EDFA DESIGN AND ANALYSIS FOR WDM OPTICAL SYSTEMS BASED ON MODAL MULTIPLEXING

DOI:

https://doi.org/10.1590/2179-10742017v16i1882

Keywords:

Erbium doped fiber amplifier, few-mode fiber amplifiers, genetic algorithm, spatial division multiplexing

Abstract

Modal multiplexing (MDM) is a core technology to allow a capacity increase in modern optical systems. However, in MDM links, the amplified WDM signal suffers not only from lack of spectral gain equalization but also from unequal modal gain. The proper design of the MDM-EDFA is crucial to provide modal gain equalization and to overcome those impairments, thereby ensuring long haul transmission.  In this paper, our methodology of project EDFA design for MDM-WDM systems is presented.
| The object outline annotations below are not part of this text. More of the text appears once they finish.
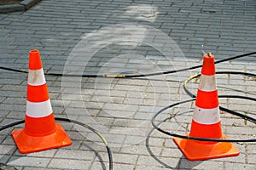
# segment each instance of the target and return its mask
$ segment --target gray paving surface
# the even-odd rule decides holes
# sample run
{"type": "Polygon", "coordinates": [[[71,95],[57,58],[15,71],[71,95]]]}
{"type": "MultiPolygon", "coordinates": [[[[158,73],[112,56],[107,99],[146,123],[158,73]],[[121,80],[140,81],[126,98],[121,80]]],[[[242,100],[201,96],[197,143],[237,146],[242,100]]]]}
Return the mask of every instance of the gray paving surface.
{"type": "MultiPolygon", "coordinates": [[[[48,73],[146,74],[255,51],[253,0],[87,1],[43,0],[26,12],[0,14],[1,66],[27,70],[28,51],[40,50],[48,73]]],[[[255,73],[255,57],[216,65],[217,71],[255,73]]],[[[235,143],[236,157],[189,162],[171,137],[153,129],[158,110],[189,99],[183,80],[200,70],[136,79],[46,76],[55,116],[87,123],[107,139],[113,169],[256,169],[255,143],[235,143]]],[[[220,94],[255,98],[255,79],[217,75],[220,94]]],[[[27,75],[0,71],[0,126],[25,117],[27,75]]],[[[195,93],[196,81],[189,88],[195,93]]],[[[255,102],[220,99],[220,105],[255,118],[255,102]]],[[[189,131],[192,103],[165,111],[177,114],[162,128],[189,131]]],[[[229,139],[255,138],[255,124],[221,112],[229,139]]],[[[10,135],[0,133],[0,162],[17,169],[108,169],[106,149],[90,131],[61,122],[69,147],[20,154],[10,135]]],[[[21,128],[23,125],[15,128],[21,128]]]]}

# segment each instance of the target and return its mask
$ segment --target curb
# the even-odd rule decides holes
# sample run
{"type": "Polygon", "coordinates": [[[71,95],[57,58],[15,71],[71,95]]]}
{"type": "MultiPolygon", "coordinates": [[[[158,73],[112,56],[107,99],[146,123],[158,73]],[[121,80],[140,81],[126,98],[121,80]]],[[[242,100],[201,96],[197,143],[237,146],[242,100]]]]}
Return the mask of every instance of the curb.
{"type": "Polygon", "coordinates": [[[25,11],[41,2],[42,0],[24,0],[18,4],[0,5],[0,13],[9,13],[14,11],[25,11]]]}

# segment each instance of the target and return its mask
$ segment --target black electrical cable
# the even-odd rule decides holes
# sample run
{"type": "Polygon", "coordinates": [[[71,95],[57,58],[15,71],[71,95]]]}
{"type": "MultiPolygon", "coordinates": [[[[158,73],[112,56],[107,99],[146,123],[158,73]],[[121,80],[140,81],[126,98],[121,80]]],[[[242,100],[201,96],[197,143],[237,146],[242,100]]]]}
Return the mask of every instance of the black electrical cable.
{"type": "MultiPolygon", "coordinates": [[[[218,96],[219,98],[222,98],[222,96],[218,96]]],[[[241,96],[236,96],[236,98],[240,98],[241,96]]],[[[248,98],[249,99],[249,98],[248,98]]],[[[160,125],[161,123],[163,123],[164,122],[160,122],[158,125],[155,123],[155,119],[156,117],[161,113],[163,112],[164,110],[169,109],[169,108],[172,108],[172,107],[174,107],[176,105],[181,105],[181,104],[184,104],[184,103],[188,103],[188,102],[191,102],[191,101],[195,101],[195,99],[187,99],[187,100],[183,100],[183,101],[180,101],[180,102],[177,102],[177,103],[175,103],[175,104],[172,104],[171,105],[168,105],[163,109],[161,109],[160,111],[158,111],[151,119],[151,123],[153,125],[153,127],[165,133],[165,134],[167,134],[169,136],[172,136],[172,137],[177,137],[177,138],[181,138],[181,139],[192,139],[192,140],[199,140],[199,141],[211,141],[211,142],[256,142],[256,139],[212,139],[212,138],[196,138],[196,137],[192,137],[192,136],[185,136],[185,135],[180,135],[180,134],[177,134],[177,133],[171,133],[171,132],[168,132],[168,131],[166,131],[166,130],[163,130],[162,128],[159,128],[159,125],[160,125]]],[[[239,115],[236,115],[238,116],[240,116],[239,115]]],[[[249,120],[249,119],[248,119],[249,120]]],[[[255,123],[255,122],[253,122],[255,123]]]]}
{"type": "MultiPolygon", "coordinates": [[[[241,55],[236,55],[233,57],[230,57],[227,59],[220,60],[218,61],[215,61],[215,64],[222,63],[224,61],[229,61],[246,56],[251,56],[256,54],[256,52],[251,52],[241,55]]],[[[195,66],[191,66],[191,67],[187,67],[183,69],[178,69],[178,70],[172,70],[172,71],[162,71],[162,72],[155,72],[155,73],[149,73],[149,74],[138,74],[138,75],[125,75],[125,74],[105,74],[105,75],[88,75],[88,74],[82,74],[82,75],[77,75],[77,74],[61,74],[61,73],[44,73],[46,76],[73,76],[73,77],[108,77],[108,78],[132,78],[132,77],[143,77],[143,76],[158,76],[158,75],[165,75],[165,74],[172,74],[172,73],[176,73],[176,72],[181,72],[184,71],[189,71],[189,70],[194,70],[197,68],[201,68],[202,65],[198,65],[195,66]]],[[[21,71],[21,70],[17,70],[17,69],[11,69],[9,67],[4,67],[4,66],[0,66],[0,69],[2,70],[6,70],[6,71],[15,71],[15,72],[20,72],[20,73],[28,73],[26,71],[21,71]]]]}
{"type": "MultiPolygon", "coordinates": [[[[234,57],[230,57],[230,58],[227,58],[227,59],[224,59],[224,60],[220,60],[218,61],[215,61],[215,64],[218,64],[218,63],[222,63],[224,61],[228,61],[228,60],[235,60],[235,59],[239,59],[239,58],[242,58],[242,57],[246,57],[246,56],[251,56],[256,54],[256,52],[252,52],[252,53],[247,53],[247,54],[241,54],[241,55],[237,55],[237,56],[234,56],[234,57]]],[[[120,75],[86,75],[86,74],[83,74],[83,75],[73,75],[73,74],[59,74],[59,73],[44,73],[44,75],[47,76],[73,76],[73,77],[114,77],[114,78],[135,78],[135,77],[143,77],[143,76],[158,76],[158,75],[164,75],[164,74],[171,74],[171,73],[176,73],[176,72],[181,72],[181,71],[189,71],[189,70],[194,70],[194,69],[197,69],[201,67],[202,65],[195,65],[195,66],[192,66],[192,67],[188,67],[188,68],[183,68],[183,69],[178,69],[178,70],[172,70],[172,71],[163,71],[163,72],[156,72],[156,73],[149,73],[149,74],[139,74],[139,75],[125,75],[125,74],[120,74],[120,75]]],[[[21,71],[21,70],[17,70],[17,69],[12,69],[12,68],[9,68],[9,67],[3,67],[3,66],[0,66],[0,69],[2,70],[6,70],[6,71],[15,71],[15,72],[20,72],[20,73],[28,73],[28,71],[21,71]]],[[[221,74],[220,72],[218,72],[219,74],[221,74]]],[[[233,74],[234,72],[231,73],[231,71],[223,71],[223,74],[233,74]],[[225,72],[225,73],[224,73],[225,72]],[[229,72],[229,73],[227,73],[229,72]]],[[[239,72],[237,72],[237,74],[240,74],[239,72]]],[[[252,73],[243,73],[243,75],[248,76],[252,76],[252,77],[256,77],[256,76],[254,74],[252,73]]],[[[189,79],[187,79],[185,81],[185,84],[187,84],[190,80],[192,80],[193,78],[198,77],[200,76],[200,75],[196,75],[194,76],[189,77],[189,79]]],[[[184,86],[186,87],[186,86],[184,86]]],[[[184,88],[185,89],[185,88],[184,88]]],[[[187,88],[185,89],[185,91],[189,94],[191,97],[195,97],[194,94],[192,94],[187,88]]],[[[218,96],[219,98],[239,98],[239,99],[250,99],[250,100],[254,100],[255,99],[253,98],[249,98],[249,97],[245,97],[245,96],[230,96],[230,95],[225,95],[225,96],[218,96]]],[[[173,105],[171,105],[169,106],[166,106],[165,108],[163,108],[162,110],[160,110],[159,112],[157,112],[152,118],[151,122],[153,126],[159,130],[160,132],[162,132],[167,135],[171,135],[173,137],[177,137],[177,138],[182,138],[182,139],[195,139],[195,140],[201,140],[201,141],[215,141],[215,142],[256,142],[255,139],[208,139],[208,138],[195,138],[195,137],[190,137],[190,136],[184,136],[184,135],[179,135],[177,133],[169,133],[166,132],[160,128],[158,128],[157,125],[155,125],[154,120],[156,118],[156,116],[160,114],[162,111],[166,110],[168,108],[171,107],[174,107],[177,105],[181,105],[183,103],[187,103],[187,102],[191,102],[195,100],[195,99],[188,99],[188,100],[183,100],[183,101],[180,101],[177,103],[175,103],[173,105]]],[[[226,108],[223,108],[221,106],[219,106],[220,110],[230,112],[231,114],[236,115],[238,116],[241,116],[246,120],[251,121],[252,122],[256,123],[255,119],[253,119],[253,117],[245,116],[243,114],[241,113],[237,113],[236,111],[228,110],[226,108]]],[[[94,132],[96,134],[97,134],[102,140],[104,142],[107,150],[108,150],[108,158],[109,158],[109,169],[113,169],[113,158],[112,158],[112,154],[111,154],[111,150],[108,145],[108,142],[106,141],[106,139],[104,139],[104,137],[98,133],[97,131],[96,131],[94,128],[92,128],[91,127],[89,127],[88,125],[85,125],[82,122],[74,121],[74,120],[70,120],[70,119],[67,119],[67,118],[55,118],[56,121],[64,121],[64,122],[73,122],[79,125],[81,125],[84,128],[87,128],[88,129],[91,130],[92,132],[94,132]]],[[[5,126],[3,126],[0,128],[0,131],[20,124],[20,123],[24,123],[25,121],[18,121],[5,126]]],[[[160,123],[162,123],[160,122],[160,123]]]]}
{"type": "MultiPolygon", "coordinates": [[[[67,119],[67,118],[63,118],[63,117],[55,117],[55,121],[60,121],[60,122],[72,122],[72,123],[75,123],[75,124],[78,124],[78,125],[80,125],[85,128],[88,128],[89,130],[92,131],[93,133],[95,133],[98,137],[101,138],[101,139],[103,141],[106,148],[107,148],[107,151],[108,151],[108,160],[109,160],[109,169],[110,170],[113,170],[113,157],[112,157],[112,152],[111,152],[111,150],[108,146],[108,144],[106,140],[106,139],[102,136],[102,134],[101,134],[99,132],[97,132],[95,128],[88,126],[87,124],[84,124],[83,122],[78,122],[78,121],[75,121],[75,120],[71,120],[71,119],[67,119]]],[[[12,123],[9,123],[9,124],[7,124],[7,125],[4,125],[3,127],[0,127],[0,131],[3,131],[6,128],[11,128],[11,127],[14,127],[14,126],[16,126],[16,125],[19,125],[19,124],[22,124],[25,122],[25,120],[21,120],[21,121],[17,121],[15,122],[12,122],[12,123]]]]}
{"type": "MultiPolygon", "coordinates": [[[[239,72],[239,71],[218,71],[218,72],[216,72],[216,74],[240,74],[240,75],[244,75],[244,76],[251,76],[251,77],[256,77],[255,74],[253,74],[253,73],[245,73],[245,72],[239,72]]],[[[160,132],[161,132],[161,133],[163,133],[165,134],[167,134],[167,135],[170,135],[170,136],[172,136],[172,137],[184,139],[193,139],[193,140],[199,140],[199,141],[212,141],[212,142],[256,142],[256,139],[211,139],[211,138],[196,138],[196,137],[192,137],[192,136],[185,136],[185,135],[180,135],[180,134],[174,133],[170,133],[170,132],[167,132],[167,131],[163,130],[160,128],[159,128],[159,125],[160,125],[161,123],[163,123],[166,120],[168,120],[168,119],[166,119],[165,121],[160,122],[158,125],[155,123],[155,118],[161,112],[163,112],[164,110],[166,110],[169,109],[169,108],[174,107],[176,105],[182,105],[182,104],[188,103],[188,102],[191,102],[191,101],[195,101],[196,99],[195,99],[196,96],[188,90],[187,85],[188,85],[188,83],[189,83],[189,81],[191,81],[191,80],[193,80],[195,78],[197,78],[200,76],[201,76],[201,74],[192,76],[190,76],[189,78],[188,78],[184,82],[183,88],[184,88],[185,92],[189,96],[193,97],[193,99],[188,99],[188,100],[180,101],[180,102],[170,105],[168,105],[168,106],[161,109],[151,119],[151,123],[154,126],[154,128],[156,130],[158,130],[158,131],[160,131],[160,132]]],[[[256,99],[254,99],[254,98],[247,97],[247,96],[239,96],[239,95],[218,95],[218,98],[236,98],[236,99],[248,99],[248,100],[252,100],[252,101],[256,101],[256,99]]],[[[256,119],[255,118],[253,118],[253,117],[248,116],[247,115],[241,114],[239,112],[236,112],[236,111],[234,111],[234,110],[229,110],[229,109],[226,109],[226,108],[224,108],[224,107],[221,107],[221,106],[219,106],[219,109],[221,110],[224,110],[224,111],[229,112],[230,114],[233,114],[235,116],[240,116],[240,117],[241,117],[241,118],[243,118],[245,120],[250,121],[253,123],[256,124],[256,119]]]]}

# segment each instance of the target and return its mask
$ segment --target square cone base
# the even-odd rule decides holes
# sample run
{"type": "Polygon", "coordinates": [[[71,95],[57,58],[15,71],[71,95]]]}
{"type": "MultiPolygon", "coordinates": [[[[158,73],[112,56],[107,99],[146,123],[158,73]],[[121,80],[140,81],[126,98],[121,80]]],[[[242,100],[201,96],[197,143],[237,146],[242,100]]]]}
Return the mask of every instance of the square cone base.
{"type": "Polygon", "coordinates": [[[56,129],[44,136],[32,136],[24,129],[12,132],[15,142],[20,153],[31,153],[71,145],[72,141],[61,124],[55,123],[56,129]]]}
{"type": "MultiPolygon", "coordinates": [[[[226,139],[223,135],[224,139],[226,139]]],[[[239,150],[232,143],[227,142],[202,142],[190,139],[174,138],[173,141],[189,161],[236,156],[239,150]]]]}

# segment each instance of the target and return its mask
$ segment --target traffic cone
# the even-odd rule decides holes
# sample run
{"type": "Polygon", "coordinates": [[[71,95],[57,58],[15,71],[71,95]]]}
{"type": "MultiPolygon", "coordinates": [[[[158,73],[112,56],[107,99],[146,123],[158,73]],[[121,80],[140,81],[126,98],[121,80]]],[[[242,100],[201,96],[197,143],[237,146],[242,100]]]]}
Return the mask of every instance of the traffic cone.
{"type": "Polygon", "coordinates": [[[55,122],[38,50],[29,52],[25,128],[12,132],[20,153],[68,146],[72,144],[61,124],[55,122]]]}
{"type": "MultiPolygon", "coordinates": [[[[195,138],[226,139],[221,129],[214,56],[210,53],[204,56],[190,132],[187,135],[195,138]]],[[[189,161],[239,155],[239,150],[232,143],[179,138],[174,138],[173,140],[189,161]]]]}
The technique is based on a figure of merit arising from the rate and propagation equations which describe the EDFA behavior. This figure of merit is then used for the definition of the objective functions employed in the optimization step, which is based on the non-dominated sorting genetic algorithm NSGA-II. Finally, the method is applied to demonstrate gain equalization through the simulation of a WDM optical system composed of two group modes (LP01,s and LP11,s) with up to 16 channels in each mode. It is demonstrated that, for a MDM-WDM system with optimized EDFAs, the differential spectral gain is the main cause of non-equalization of the amplified signal.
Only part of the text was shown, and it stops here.